Y lo peor del caso es que por muchos se atribuye el siniestro a la instalación de la citada Academia en el Alcázar, pues dicen, y con razón, que un mo­numento de tal naturaleza debe conservarse como los museos, y no ser entregado a las imprudencias y descuidos de soldados y cadetes. En manos del colegio de Artillería perdimos el Alcázar de Segovia, maravilla del arte mudéjar, y en manos de la Aca­demia de Infantería acabamos de perder el Alcázar de Toledo. Esto se presta a meditaciones. No obs­tante, ni justo sería achacar la catástrofe a la inmediata acción de los militares. Lo que hay es que el Gobierno debió instalar los dormitorios y viviendas en edificios anexos, reservando la artística construc­ción de Covarrubias para actos solemnes y públicos, para exámenes, juramentos de banderas y otras so­lemnidades semejantes. Y, sobre todo, hay que reconocer que si los entramados y techos se hubieran hecho de hierro, el fuego no se habría apoderado de todo el edificio. También es indisculpable, que conociendo la enormidad de combustible que con­tenían las techumbres, no se hubiera creado allí un buen servicio de incendios, empezando por llevar a los algibes la conveniente provisión de agua. En esto la imprevisión ha sido lamentable. Las bombas de incendios eran allí un mito.

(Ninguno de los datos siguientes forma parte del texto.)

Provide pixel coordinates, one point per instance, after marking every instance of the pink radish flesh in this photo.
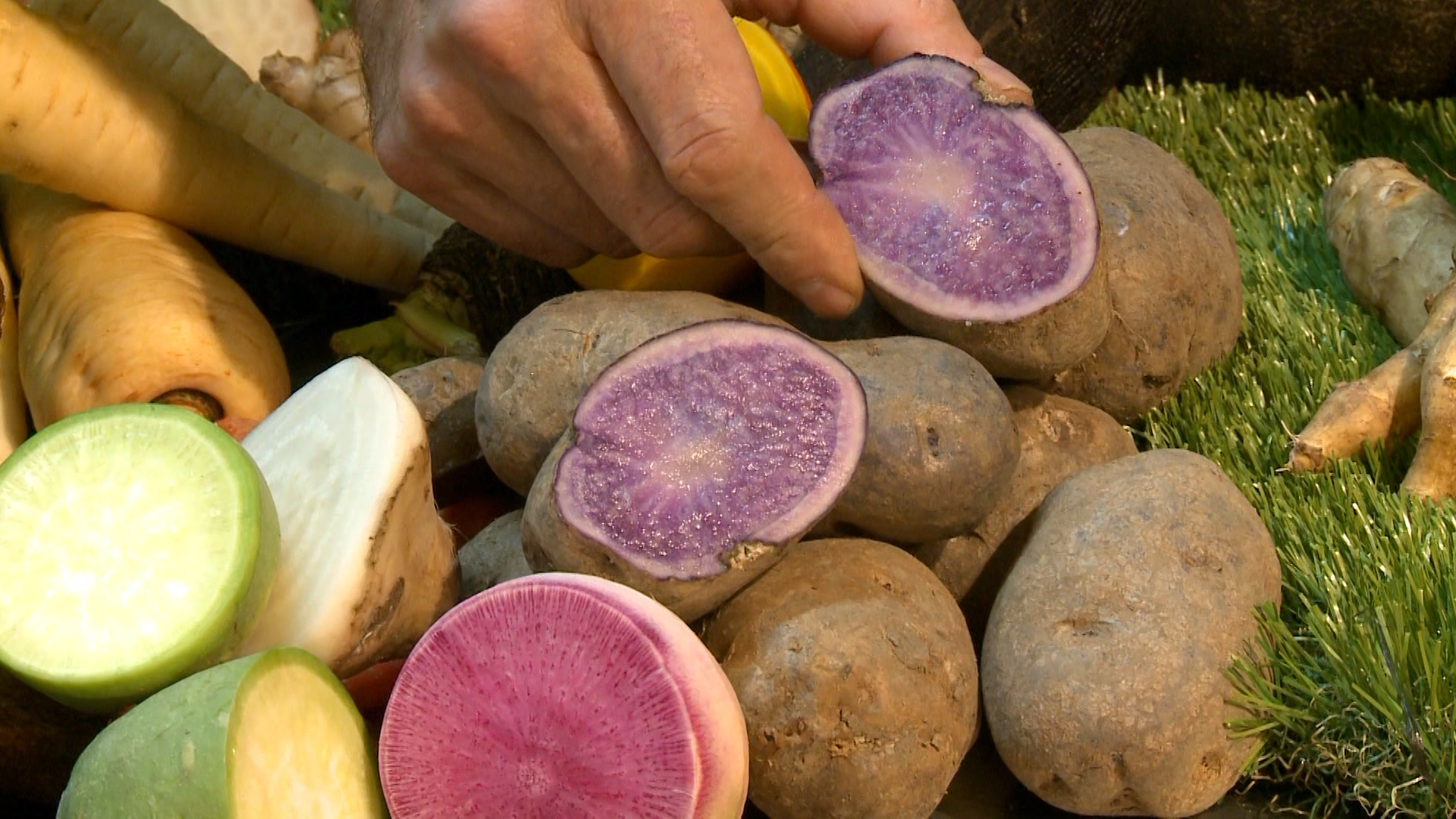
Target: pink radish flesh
(563, 695)
(960, 207)
(707, 438)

Hoy presenta, el palacio el mismo aspecto que ofreció a los habitantes de Toledo después de aque­llas aciagas noches en que los portugueses primero, y los franceses después, le convirtieron en inmen­sas hogueras.

Consérvanse los muros orgullosos, negros por la acción del tiempo y por el humo, con todos sus huecos abiertos, imagen terrible de la fortaleza que no se deja abatir por ninguna desgracia, y del áni­mo varonil que padece sin desmayar nunca. Las se­culares paredes no se caerán, y seguirán pidiendo con un fúnebre aspecto la tercera reparación. Hay allí todavía resistencia para otros tantos siglos; qui­zá para muchos más, y el Estado, a que pertenecen aquellas ilustres piedras, no puede dejar caer sobre ellas una mirada indiferente. No: la tercera restau­ración del Alcázar se emprenderá tarde o temprano, y cueste lo que cueste: lo pide la dignidad nacional que no permitirá que aquel ahumado esqueleto pre­gone nuestra desidia; lo pedirá el arte español que no se resigna a perder aquel modelo admirable de nuestra arquitectura en el siglo XVI; lo pide también la noble ciudad de Toledo, que merece conservar aquella joya, digna de sus hermanas la catedral me­tropolitana y San Juan de los Reyes; lo pide, asi­mismo, el Ejército, que en aquel edificio tenía el plantel de la oficialidad del porvenir.

Pero si se ha de emprender la tercera restaura­ción, que es una nueva y formidable batalla contra el tiempo, conviene que ésta se dé con más inteli­gencia. Del acertado empleo de materiales depende que el Alcázar se perpetúe o que se le prepare para una cuarta función de pirotecnia.